Эмер собрался всем своим терпением.
– Ну так иди прямиком к отцу и предъявляй ему претензии, что как это он так недальновидно не обзавелся незаконорожденными отпрысками.
– Он с самого утра уехал на охоту, – буркнул Савер. Не выдержав, подошел к столу и принялся сосредоточенно раскладывать по величине сваленные там свитки.

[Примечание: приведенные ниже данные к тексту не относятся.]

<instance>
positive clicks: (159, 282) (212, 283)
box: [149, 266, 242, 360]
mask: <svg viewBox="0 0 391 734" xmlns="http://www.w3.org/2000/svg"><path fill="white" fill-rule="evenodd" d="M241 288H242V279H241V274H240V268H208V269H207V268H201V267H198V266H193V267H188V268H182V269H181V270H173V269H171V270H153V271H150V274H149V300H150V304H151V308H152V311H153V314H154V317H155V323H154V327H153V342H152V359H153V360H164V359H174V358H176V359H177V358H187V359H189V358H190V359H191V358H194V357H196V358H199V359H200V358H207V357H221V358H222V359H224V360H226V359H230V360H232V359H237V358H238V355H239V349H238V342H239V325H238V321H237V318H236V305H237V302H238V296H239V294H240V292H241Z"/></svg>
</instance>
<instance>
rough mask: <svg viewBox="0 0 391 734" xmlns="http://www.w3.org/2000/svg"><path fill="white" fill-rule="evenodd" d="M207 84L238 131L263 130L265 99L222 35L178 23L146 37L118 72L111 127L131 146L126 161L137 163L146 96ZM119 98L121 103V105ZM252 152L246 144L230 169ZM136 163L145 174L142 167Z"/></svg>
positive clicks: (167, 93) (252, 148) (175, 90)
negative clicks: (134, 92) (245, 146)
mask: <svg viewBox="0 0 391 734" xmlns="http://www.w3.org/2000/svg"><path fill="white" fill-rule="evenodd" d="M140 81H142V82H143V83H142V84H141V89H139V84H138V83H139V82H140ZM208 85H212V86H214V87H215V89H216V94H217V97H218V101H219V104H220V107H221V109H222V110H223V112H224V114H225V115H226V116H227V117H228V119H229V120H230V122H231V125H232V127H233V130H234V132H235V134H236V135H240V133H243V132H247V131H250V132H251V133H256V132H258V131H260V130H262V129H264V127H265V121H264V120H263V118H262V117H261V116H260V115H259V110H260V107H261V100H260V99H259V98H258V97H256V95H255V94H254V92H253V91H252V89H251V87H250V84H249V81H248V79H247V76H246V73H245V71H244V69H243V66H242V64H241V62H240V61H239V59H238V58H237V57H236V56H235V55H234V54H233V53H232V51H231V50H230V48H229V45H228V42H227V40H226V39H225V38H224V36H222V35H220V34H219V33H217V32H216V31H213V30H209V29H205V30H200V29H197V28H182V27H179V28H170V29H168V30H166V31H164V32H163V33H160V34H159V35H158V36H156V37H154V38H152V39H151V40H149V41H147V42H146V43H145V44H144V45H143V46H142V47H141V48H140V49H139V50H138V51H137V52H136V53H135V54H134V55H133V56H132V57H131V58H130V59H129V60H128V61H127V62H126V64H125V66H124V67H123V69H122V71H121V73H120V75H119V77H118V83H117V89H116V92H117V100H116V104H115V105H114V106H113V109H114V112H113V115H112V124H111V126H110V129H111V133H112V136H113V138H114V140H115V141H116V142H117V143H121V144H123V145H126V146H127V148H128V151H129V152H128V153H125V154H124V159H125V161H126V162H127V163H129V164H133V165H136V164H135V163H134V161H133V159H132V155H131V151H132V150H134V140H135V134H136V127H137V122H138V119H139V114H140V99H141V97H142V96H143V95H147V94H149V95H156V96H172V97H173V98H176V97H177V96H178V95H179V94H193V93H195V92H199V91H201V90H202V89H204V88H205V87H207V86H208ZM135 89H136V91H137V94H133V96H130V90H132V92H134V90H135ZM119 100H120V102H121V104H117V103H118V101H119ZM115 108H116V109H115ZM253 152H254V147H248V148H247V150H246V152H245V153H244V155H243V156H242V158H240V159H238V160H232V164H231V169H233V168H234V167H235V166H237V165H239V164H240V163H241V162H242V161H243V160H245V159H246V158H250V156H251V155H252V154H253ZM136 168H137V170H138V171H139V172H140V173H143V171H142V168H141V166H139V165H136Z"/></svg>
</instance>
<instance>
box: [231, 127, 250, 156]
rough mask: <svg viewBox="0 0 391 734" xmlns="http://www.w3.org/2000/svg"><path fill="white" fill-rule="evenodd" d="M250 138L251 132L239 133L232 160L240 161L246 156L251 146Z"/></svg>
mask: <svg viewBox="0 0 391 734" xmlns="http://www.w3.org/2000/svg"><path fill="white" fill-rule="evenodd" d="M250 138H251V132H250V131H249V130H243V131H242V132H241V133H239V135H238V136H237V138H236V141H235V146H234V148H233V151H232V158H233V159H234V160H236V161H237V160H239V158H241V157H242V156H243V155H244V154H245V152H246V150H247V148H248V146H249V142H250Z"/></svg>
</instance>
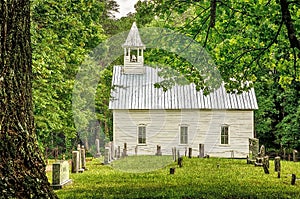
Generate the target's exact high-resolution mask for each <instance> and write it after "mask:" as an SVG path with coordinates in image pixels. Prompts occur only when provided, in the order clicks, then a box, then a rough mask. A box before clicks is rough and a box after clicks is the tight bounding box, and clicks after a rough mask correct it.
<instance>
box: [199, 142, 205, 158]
mask: <svg viewBox="0 0 300 199" xmlns="http://www.w3.org/2000/svg"><path fill="white" fill-rule="evenodd" d="M203 157H204V144H199V158H203Z"/></svg>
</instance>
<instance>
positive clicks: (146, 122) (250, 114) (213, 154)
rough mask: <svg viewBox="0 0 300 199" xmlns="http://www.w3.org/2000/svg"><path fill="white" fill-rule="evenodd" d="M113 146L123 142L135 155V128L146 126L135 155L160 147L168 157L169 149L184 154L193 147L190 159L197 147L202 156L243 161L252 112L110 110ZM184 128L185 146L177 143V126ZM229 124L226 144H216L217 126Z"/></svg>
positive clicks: (162, 151) (217, 132) (245, 148)
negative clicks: (184, 129) (230, 157)
mask: <svg viewBox="0 0 300 199" xmlns="http://www.w3.org/2000/svg"><path fill="white" fill-rule="evenodd" d="M113 114H114V146H116V147H117V146H121V149H123V145H124V142H126V143H127V148H128V154H129V155H131V154H134V153H135V150H134V149H135V147H136V146H137V128H138V125H139V124H146V132H147V133H146V137H147V141H146V142H147V143H146V145H143V146H138V154H151V155H154V154H155V152H156V145H161V148H162V153H163V155H166V154H168V155H171V154H172V151H171V149H172V147H176V148H179V149H180V152H181V154H184V152H185V150H186V148H189V147H191V148H193V156H197V155H198V154H199V144H200V143H202V144H204V149H205V151H204V153H205V154H209V155H210V156H216V157H231V150H233V151H234V157H243V158H245V157H246V155H248V152H249V146H248V145H249V143H248V138H249V137H251V138H252V137H253V111H251V110H114V111H113ZM181 124H182V125H187V126H188V144H187V145H180V144H179V129H180V125H181ZM222 124H227V125H229V144H228V145H221V144H220V134H221V125H222Z"/></svg>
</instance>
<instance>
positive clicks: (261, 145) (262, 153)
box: [259, 145, 266, 157]
mask: <svg viewBox="0 0 300 199" xmlns="http://www.w3.org/2000/svg"><path fill="white" fill-rule="evenodd" d="M259 153H260V155H261V157H265V155H266V150H265V146H264V145H261V147H260V151H259Z"/></svg>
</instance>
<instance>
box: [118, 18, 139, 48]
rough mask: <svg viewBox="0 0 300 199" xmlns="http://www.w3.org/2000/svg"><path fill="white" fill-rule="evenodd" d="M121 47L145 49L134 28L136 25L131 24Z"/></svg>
mask: <svg viewBox="0 0 300 199" xmlns="http://www.w3.org/2000/svg"><path fill="white" fill-rule="evenodd" d="M122 46H123V47H143V48H144V47H145V45H144V44H143V42H142V40H141V37H140V33H139V30H138V28H137V26H136V23H135V22H133V24H132V26H131V29H130V31H129V33H128V36H127V39H126V41H125V43H124V44H123V45H122Z"/></svg>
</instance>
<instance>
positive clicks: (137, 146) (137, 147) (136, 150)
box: [134, 145, 138, 155]
mask: <svg viewBox="0 0 300 199" xmlns="http://www.w3.org/2000/svg"><path fill="white" fill-rule="evenodd" d="M137 150H138V146H137V145H136V146H135V148H134V152H135V155H137Z"/></svg>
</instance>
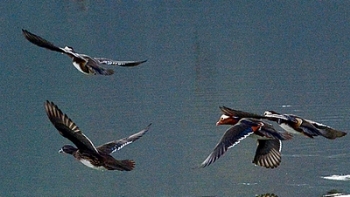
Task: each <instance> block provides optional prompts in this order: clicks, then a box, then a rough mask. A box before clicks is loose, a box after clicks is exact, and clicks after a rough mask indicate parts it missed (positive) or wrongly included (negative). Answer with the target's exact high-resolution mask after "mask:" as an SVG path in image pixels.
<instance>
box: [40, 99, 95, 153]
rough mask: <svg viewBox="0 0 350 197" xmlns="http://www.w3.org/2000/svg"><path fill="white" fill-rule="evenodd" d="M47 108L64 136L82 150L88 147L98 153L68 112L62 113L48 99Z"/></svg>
mask: <svg viewBox="0 0 350 197" xmlns="http://www.w3.org/2000/svg"><path fill="white" fill-rule="evenodd" d="M45 110H46V114H47V116H48V117H49V119H50V121H51V123H52V124H53V125H54V126H55V127H56V129H57V130H58V132H59V133H60V134H61V135H62V136H63V137H65V138H67V139H69V140H70V141H71V142H73V143H74V144H75V145H76V146H77V148H78V149H80V150H83V149H88V150H91V151H93V152H95V153H98V151H97V149H96V148H95V146H94V145H93V143H92V142H91V140H90V139H89V138H88V137H86V136H85V135H84V134H83V133H82V132H81V131H80V129H79V128H78V126H77V125H76V124H75V123H74V122H73V121H72V120H71V119H70V118H68V116H67V115H66V114H63V113H62V111H61V110H60V109H59V108H58V107H57V105H55V104H54V103H53V102H50V101H46V103H45Z"/></svg>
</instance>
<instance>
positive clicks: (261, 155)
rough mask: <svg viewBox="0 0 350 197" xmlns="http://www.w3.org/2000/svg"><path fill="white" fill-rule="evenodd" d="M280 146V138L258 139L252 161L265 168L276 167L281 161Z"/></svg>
mask: <svg viewBox="0 0 350 197" xmlns="http://www.w3.org/2000/svg"><path fill="white" fill-rule="evenodd" d="M281 148H282V143H281V141H280V140H276V139H272V140H258V147H257V148H256V152H255V156H254V159H253V163H254V164H256V165H258V166H262V167H265V168H276V167H277V166H279V165H280V163H281Z"/></svg>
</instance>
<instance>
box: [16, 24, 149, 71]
mask: <svg viewBox="0 0 350 197" xmlns="http://www.w3.org/2000/svg"><path fill="white" fill-rule="evenodd" d="M22 33H23V35H24V37H25V38H26V39H27V40H28V41H29V42H31V43H33V44H35V45H37V46H39V47H42V48H45V49H49V50H51V51H56V52H60V53H62V54H66V55H68V56H69V57H70V58H71V59H72V61H73V65H74V67H75V68H76V69H78V70H79V71H80V72H82V73H84V74H86V75H96V74H99V75H112V74H113V73H114V71H113V70H112V69H106V68H104V67H101V66H100V65H101V64H106V65H117V66H124V67H132V66H137V65H139V64H142V63H144V62H146V61H147V60H143V61H116V60H111V59H107V58H92V57H90V56H88V55H85V54H79V53H77V52H75V51H74V50H73V48H72V47H69V46H66V47H64V48H61V47H57V46H55V45H54V44H52V43H51V42H49V41H47V40H45V39H44V38H42V37H40V36H37V35H35V34H33V33H31V32H29V31H27V30H24V29H22Z"/></svg>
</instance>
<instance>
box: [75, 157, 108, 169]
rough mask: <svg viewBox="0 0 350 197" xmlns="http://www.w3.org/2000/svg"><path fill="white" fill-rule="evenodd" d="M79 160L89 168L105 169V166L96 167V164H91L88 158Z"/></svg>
mask: <svg viewBox="0 0 350 197" xmlns="http://www.w3.org/2000/svg"><path fill="white" fill-rule="evenodd" d="M79 161H80V162H81V163H83V164H84V165H85V166H87V167H89V168H93V169H95V170H105V168H104V167H103V166H98V167H96V166H94V165H92V164H91V163H90V161H88V160H85V159H81V160H79Z"/></svg>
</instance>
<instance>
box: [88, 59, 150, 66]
mask: <svg viewBox="0 0 350 197" xmlns="http://www.w3.org/2000/svg"><path fill="white" fill-rule="evenodd" d="M94 59H95V60H96V61H98V62H99V63H100V64H107V65H116V66H124V67H132V66H137V65H139V64H142V63H145V62H147V60H143V61H117V60H111V59H107V58H94Z"/></svg>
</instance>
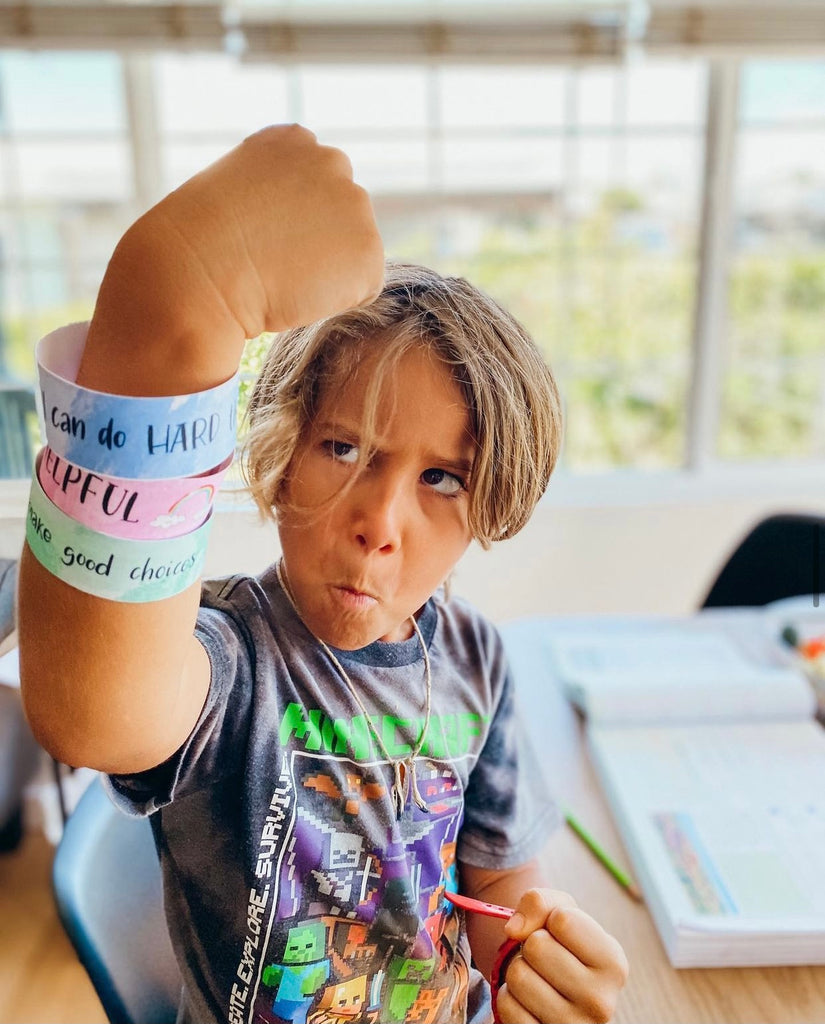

– Это вообще‑то мой стол, – давно было пора смириться с маниакальной дотошностью брата как с неминуемым стихийным бедствием, но молчать все же не стал.
Только Савер все равно не слушал, продолжал по нарастающей:
– И вот сейчас вы потакаете Мильте в ее нежелании следовать обычаю и вместо того, чтобы отправить в монастырь, как и положено, собираетесь приставить к ней послушницу. И все это в наивной вере, что какая‑то послушница сможет убедить нашу взбалмошную сестрицу в радостях благочестивой жизни? – нервно засмеялся. – Нет, Эмер, это путь в никуда! Все это закончится тем, что либо вы позволите Мильте жить, как она хочет, либо она попросту сбежит с очередным обалдуем, и что дальше? Что дальше, я тебя спрашиваю? А дальше боги разгневаются на нас за нарушение священного обычая! Выжгут дотла Алердан от края до края, а весь наш королевский род и вовсе умрет одними из первых от страшных язв. И вот тогда, посреди выжженой пустыни вместо смертного одра, когда ты, наконец, осознаешь свою неправоту и раскаешься, будет уже слишком поздно! И когда на последнем издыхании ты спросишь меня «Савер, почему ты меня не остановил?..», знаешь, что я тебе отвечу?..
– «Я же тебя предупреждал», – перебил Эмер. – Да‑да, я знаю. Я уже давно понял, что если отчего и умру, так непременно оттого, что тебя не слушался. Но раз уж я пока жив, дай мне пожить спокойно. И хватит драматизировать, компаньонка для Мильты нужна лишь до конца новогоднего сезона. После я готов хоть самолично сестру везти в монастырь.
Савер хоть и пробурчал себе под нос невнятное «Все равно все это плохо кончится», больше не стал заводить занудные речи. И едва старший принц вышел из кабинета, Эмер приказал заглянувшему лакею приглашать посетительниц.
О своем решении он пожалел уже минут через пятнадцать…
Первой в кабинет вплыла дама далеко не первой молодости в черном строгом платье, черном тюрбане и таким выражение лица, словно только‑только с похорон. Собственных.
Нет, конечно, если задаваться целью сделать Мильту заикой, то кандидатура подходящая. Но вот для остального… И все же спросил:
– Как именно, по‑вашему мнению, следует наставлять юных девиц на праведный путь служения?
Та ответила заунывно:
– Прежде всего нужно начисто искоренять жажду жизни. Каждый должен осознать, что он смертен, и цель всего его жизненного пути именно в том, чтобы достигнуть самой цели существования – смерти. И чем большими тяготами и страданиями будет наполнен этот путь, тем прекраснее ждет вечность!
Нет, определенно, зря Савер ушел, он бы точно с этой любительницей смерти нашел общий язык…
Следующей предстала дама пышная, кругленькая и румяная. Ее, конечно, можно было представить в монастыре, но исключительно в качестве поварихи, но никак не послушницы.